ワカモノがゆく!土佐文化体験記vol.6
高知県内各地で脈々と継承されてきた地域の文化を、ワカモノたちが体験! 今回は、土佐市の「戸田商行」で、地元の高校生が木毛作りに触れた。

贈り物に温もりを添える 高知の木毛(もくめん)
土佐市の「戸田商行」では、年輪幅が広く柔らかな県産木材の特性を生かし、県内各地から集めた多様な木を原料に木毛を製造し、国内外へ届けている。元々、山を歩き木を売買する「山仕(やまし)」の仕事に携わっていた創業者が、木毛の製造に進出したのは昭和36年のこと。
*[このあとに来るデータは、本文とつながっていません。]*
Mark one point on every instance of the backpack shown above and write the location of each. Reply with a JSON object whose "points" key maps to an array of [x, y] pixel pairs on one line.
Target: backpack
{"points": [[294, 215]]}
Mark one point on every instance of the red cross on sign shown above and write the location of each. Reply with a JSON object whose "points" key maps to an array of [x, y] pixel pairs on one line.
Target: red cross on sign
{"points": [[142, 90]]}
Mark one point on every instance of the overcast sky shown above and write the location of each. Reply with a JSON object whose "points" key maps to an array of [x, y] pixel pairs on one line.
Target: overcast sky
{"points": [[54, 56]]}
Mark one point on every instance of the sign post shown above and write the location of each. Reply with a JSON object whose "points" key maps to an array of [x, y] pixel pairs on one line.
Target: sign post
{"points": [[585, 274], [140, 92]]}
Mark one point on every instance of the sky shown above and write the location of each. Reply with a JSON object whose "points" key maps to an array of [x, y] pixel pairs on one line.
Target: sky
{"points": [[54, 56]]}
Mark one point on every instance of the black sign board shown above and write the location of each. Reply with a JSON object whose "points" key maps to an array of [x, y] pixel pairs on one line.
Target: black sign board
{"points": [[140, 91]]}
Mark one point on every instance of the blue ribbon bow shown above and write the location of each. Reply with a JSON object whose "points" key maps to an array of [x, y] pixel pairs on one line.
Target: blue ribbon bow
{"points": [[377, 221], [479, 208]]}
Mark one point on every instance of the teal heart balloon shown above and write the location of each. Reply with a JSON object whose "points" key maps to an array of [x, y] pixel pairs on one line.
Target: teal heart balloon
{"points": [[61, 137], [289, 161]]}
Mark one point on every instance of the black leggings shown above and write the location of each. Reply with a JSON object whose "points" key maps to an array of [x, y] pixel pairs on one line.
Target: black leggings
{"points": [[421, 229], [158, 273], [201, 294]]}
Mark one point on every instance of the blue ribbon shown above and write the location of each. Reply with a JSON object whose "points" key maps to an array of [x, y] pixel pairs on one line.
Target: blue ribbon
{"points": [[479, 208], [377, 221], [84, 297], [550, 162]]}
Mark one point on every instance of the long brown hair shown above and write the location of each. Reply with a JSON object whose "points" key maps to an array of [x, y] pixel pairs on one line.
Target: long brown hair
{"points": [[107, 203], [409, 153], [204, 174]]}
早くから木毛という素材の将来性に着目し、山の木をただ売るのではなく、削って緩衝材へと生まれ変わらせる付加価値の高いものづくりに挑んだのだ。創業当時から使い続けられている6台の木毛製造機は今も現役で、職人が手間を惜しまず丁寧に仕上げている。戸田さんが「木毛には、受け取る人を思いやる、日本人らしい美しさがある」と語るように、贈り物に木の温もりを添える緩衝材として親しまれている。
資源を余すことなく生かす 循環型のものづくり
木毛の〟くるくる〝とした柔らかなカールは、木の目に対して斜めに刃を入れるという繊細な職人技から生まれる。戸田商行では、乾燥作業に端材を燃料として使うなど、素材を無駄にしない工夫も徹底している。また、県産木材は香気成分が多く含まれていることから、山に廃棄されている枝葉を集め、杉や檜(ひのき)のオイルを抽出している。見学した生徒からは「木材が燃料になったり製品になったりしていてすごい」との声もあった。
森林率84%の高知でも、木に触れる機会は意外と少ない。今回見学した高岡高等学校の生徒たちも、松・杉・檜・楠(くすのき)の木毛に触れ、「木毛は知っていたけど、木の種類でこんなに違うとは思わなかった」と驚いていた。
戸田さんは「自然の良さを伝え、高知の木材文化を未来につなげたい」と語る。木毛は、その思いに触れられる入口となっている。




木毛(もくめん)

「もくめん」は、木材を細く削り乾燥させて作られる、天然素材の緩衝材。デリケートな青果や贈答品を守るために用いられてきた。起源は、明治天皇に献上する果物を包むため岡山の大工が考案したとされ、昭和40年代には全国で生産が広がった。その後、安価な代替品の普及などで製造業者は減っていき、「戸田商行」は現在、「日本最後の木毛工場」といわれている。